Biochemistry. a polypeptide hormone, produced by the beta cells of the islets of Langerhans of the pancreas, that regulates the metabolism of glucose and other nutrients.
Pharmacology. any of several commercial preparations of this substance, each of which allows a particular rate of absorption into the system: genetically engineered or obtained from the pig or ox pancreas, and used in the treatment of diabetes to restore the normal ability of the body to utilize sugars and other carbohydrates.
1922 (earlier insuline, 1914), coined in English from Latin insula "island," so called because the hormone is secreted by the islets of Langerhans in the pancreas.
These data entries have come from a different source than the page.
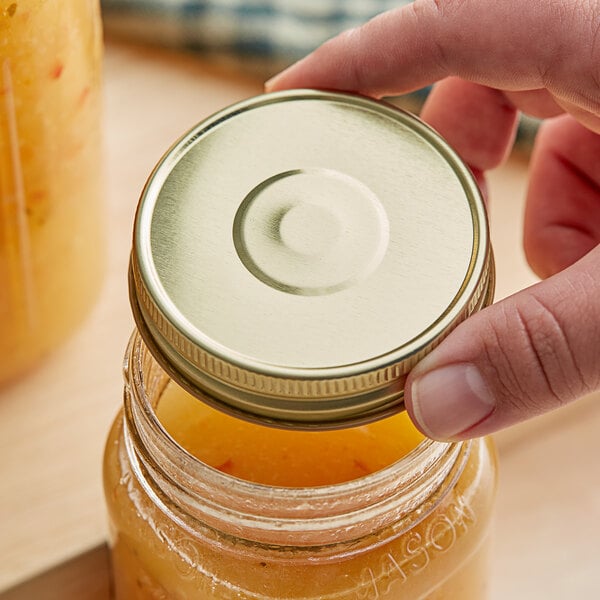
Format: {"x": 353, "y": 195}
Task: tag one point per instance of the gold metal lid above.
{"x": 296, "y": 254}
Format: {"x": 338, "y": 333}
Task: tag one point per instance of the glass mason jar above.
{"x": 294, "y": 256}
{"x": 182, "y": 530}
{"x": 50, "y": 175}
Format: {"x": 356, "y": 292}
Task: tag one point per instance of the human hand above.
{"x": 537, "y": 349}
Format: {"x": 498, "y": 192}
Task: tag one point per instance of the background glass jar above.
{"x": 51, "y": 216}
{"x": 180, "y": 529}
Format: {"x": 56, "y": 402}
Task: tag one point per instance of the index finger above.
{"x": 512, "y": 45}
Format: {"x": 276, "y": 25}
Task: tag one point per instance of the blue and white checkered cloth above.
{"x": 260, "y": 36}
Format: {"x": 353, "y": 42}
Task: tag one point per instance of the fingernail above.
{"x": 450, "y": 400}
{"x": 268, "y": 85}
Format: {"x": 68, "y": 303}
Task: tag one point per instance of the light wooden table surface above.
{"x": 53, "y": 424}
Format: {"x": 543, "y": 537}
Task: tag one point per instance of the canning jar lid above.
{"x": 297, "y": 253}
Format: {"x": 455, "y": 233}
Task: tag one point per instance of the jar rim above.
{"x": 324, "y": 516}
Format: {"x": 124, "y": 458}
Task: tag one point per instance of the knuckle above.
{"x": 533, "y": 357}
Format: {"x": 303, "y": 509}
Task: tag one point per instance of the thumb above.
{"x": 518, "y": 358}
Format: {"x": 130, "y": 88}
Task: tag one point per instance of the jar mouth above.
{"x": 219, "y": 505}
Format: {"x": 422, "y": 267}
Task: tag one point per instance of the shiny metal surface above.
{"x": 296, "y": 254}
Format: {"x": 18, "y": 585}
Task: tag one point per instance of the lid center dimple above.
{"x": 309, "y": 229}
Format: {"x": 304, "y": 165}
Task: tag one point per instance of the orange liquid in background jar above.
{"x": 440, "y": 557}
{"x": 51, "y": 250}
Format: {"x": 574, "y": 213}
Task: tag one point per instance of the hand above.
{"x": 538, "y": 349}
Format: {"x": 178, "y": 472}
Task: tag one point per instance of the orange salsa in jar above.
{"x": 51, "y": 218}
{"x": 203, "y": 505}
{"x": 294, "y": 256}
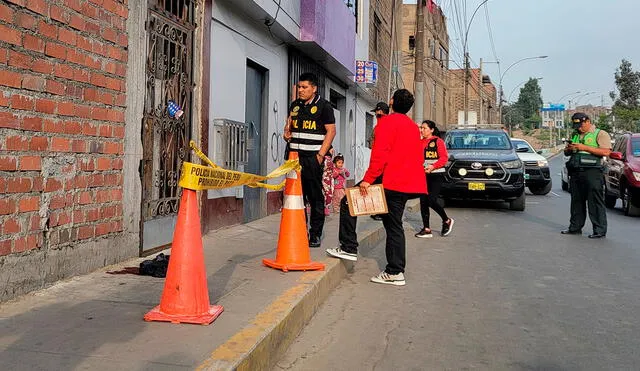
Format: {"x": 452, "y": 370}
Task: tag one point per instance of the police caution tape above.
{"x": 200, "y": 178}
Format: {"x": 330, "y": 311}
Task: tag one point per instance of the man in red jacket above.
{"x": 398, "y": 151}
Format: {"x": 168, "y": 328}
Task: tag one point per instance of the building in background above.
{"x": 90, "y": 153}
{"x": 482, "y": 99}
{"x": 436, "y": 60}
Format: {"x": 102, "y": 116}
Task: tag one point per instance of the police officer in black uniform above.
{"x": 587, "y": 148}
{"x": 310, "y": 129}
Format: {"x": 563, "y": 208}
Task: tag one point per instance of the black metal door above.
{"x": 166, "y": 128}
{"x": 253, "y": 207}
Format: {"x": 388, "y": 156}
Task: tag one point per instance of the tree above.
{"x": 530, "y": 99}
{"x": 626, "y": 106}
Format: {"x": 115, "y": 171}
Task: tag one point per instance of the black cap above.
{"x": 578, "y": 118}
{"x": 382, "y": 106}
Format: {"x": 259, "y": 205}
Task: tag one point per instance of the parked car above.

Insuline was coined independently in French in 1909.
A polypeptide hormone that is secreted by the islets of Langerhans, helps regulate the metabolism of carbohydrates and fats, especially the conversion of glucose to glycogen, and promotes protein synthesis and the formation and storage of neutral lipids.
Any of various pharmaceutical preparations containing this hormone that are derived from the pancreas of certain animals or produced through genetic engineering and are used parenterally in the medical treatment and management of insulin-dependent diabetes mellitus.
A hormone produced in the pancreas that regulates the amount of sugar in the blood by stimulating cells, especially liver and muscle cells, to absorb and metabolize glucose. Insulin also stimulates the conversion of blood glucose into glycogen and fat, which are the body's chief sources of stored carbohydrates.
A drug containing this hormone, obtained from the pancreas of animals or produced synthetically and used to treat diabetes.